Background
Therapeutic ultrasound (US) has been extensively explored for its inherent high tissue-penetrating capability and on-demand irradiation without radioactive damage. Although high-intensity focused ultrasound (HIFU) is evolved as such an outstanding US-based approach, its insufficient therapeutic effect and the high-intensity induced potential damage to surrounding normal tissues hindered its development towards practical application. As opposed to high intensity ultrasound, sonodynamic therapy (SDT) is a low intensity US-based method which exhibits certain therapeutic effects against cancer via sonosensitizers-generated reactive oxygen species (ROS) overproduction.
Conclusion
pH-responsive Ca@H NPs have been successfully constructed for PA imaging-guided/monitored HIFUT combined with SDT. With the assistance of pH-responsive Ca@H NPs, the combination of these two US-based therapies is expected to play a role in the treatment of non-invasive tumor in the future.
Methods
Hematoporphyrin monomethyl ether (HMME) loaded CaCO3 nanoparticles (designated as Ca@H) were synthesized by a gas diffusion method.
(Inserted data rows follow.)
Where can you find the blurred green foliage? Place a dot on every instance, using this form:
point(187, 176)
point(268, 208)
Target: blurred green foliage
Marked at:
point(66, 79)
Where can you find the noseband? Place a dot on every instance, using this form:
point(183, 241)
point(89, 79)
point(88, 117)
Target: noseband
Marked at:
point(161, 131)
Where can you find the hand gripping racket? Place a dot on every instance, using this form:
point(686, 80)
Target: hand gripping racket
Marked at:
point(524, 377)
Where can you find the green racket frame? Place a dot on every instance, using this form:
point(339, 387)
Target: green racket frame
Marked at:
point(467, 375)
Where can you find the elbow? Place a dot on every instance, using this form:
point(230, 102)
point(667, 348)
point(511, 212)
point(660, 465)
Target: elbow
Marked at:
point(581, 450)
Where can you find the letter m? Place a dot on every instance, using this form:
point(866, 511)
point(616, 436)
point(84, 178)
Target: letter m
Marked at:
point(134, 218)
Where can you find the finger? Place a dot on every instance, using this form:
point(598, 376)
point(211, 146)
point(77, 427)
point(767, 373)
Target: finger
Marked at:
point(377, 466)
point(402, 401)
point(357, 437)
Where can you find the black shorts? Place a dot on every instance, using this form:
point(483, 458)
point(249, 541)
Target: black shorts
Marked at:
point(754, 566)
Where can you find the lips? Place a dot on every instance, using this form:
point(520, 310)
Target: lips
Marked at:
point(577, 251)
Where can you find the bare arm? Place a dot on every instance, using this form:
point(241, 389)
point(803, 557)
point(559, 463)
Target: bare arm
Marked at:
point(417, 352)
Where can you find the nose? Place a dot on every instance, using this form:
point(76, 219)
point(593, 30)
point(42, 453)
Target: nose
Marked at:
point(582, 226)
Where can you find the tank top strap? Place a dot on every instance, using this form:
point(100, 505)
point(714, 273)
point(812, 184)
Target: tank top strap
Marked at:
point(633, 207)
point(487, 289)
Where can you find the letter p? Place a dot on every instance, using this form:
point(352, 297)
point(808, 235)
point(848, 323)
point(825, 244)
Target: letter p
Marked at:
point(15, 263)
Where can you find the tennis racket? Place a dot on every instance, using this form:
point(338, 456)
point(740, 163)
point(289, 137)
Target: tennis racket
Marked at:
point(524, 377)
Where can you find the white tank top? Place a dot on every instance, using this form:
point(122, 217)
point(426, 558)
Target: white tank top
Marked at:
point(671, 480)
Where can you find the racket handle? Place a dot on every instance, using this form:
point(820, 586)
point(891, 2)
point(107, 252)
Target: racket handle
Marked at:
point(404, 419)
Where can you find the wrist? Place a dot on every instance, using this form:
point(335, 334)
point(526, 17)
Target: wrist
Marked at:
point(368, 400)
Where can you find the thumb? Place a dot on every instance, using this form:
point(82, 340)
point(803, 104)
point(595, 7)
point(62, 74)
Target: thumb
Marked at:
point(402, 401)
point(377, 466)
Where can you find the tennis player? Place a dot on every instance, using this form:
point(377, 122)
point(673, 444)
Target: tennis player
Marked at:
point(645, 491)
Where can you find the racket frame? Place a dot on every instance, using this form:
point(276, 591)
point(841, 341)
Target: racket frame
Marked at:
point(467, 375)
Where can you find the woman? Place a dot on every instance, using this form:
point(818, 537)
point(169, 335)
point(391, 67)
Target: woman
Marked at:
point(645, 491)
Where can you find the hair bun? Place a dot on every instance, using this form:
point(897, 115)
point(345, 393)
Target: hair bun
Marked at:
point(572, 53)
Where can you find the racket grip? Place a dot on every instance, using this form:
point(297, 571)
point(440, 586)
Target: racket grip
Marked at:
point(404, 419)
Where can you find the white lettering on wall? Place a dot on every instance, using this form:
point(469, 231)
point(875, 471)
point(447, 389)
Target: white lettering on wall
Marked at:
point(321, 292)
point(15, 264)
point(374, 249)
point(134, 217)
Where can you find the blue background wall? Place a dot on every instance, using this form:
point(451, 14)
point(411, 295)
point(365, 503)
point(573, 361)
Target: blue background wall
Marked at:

The pH-responsive performance, in vitro SDT, ex vivo HIFU therapy (HIFUT), photoacoustic (PA) imaging and in vivo HIFUT combined with SDT were investigated thoroughly.
Results
Ca@H NPs gradually decomposed in acid tumor microenvironment, produced CO2 and released HMME. Both CO2 and HMME enhanced photoacoustic (PA) imaging. The generated CO2 bubbles also enhanced HIFUT by inducing an enlarged ablation area. The tumor ablation efficiency (61.04%) was significantly improved with a combination of HIFU therapy and SDT.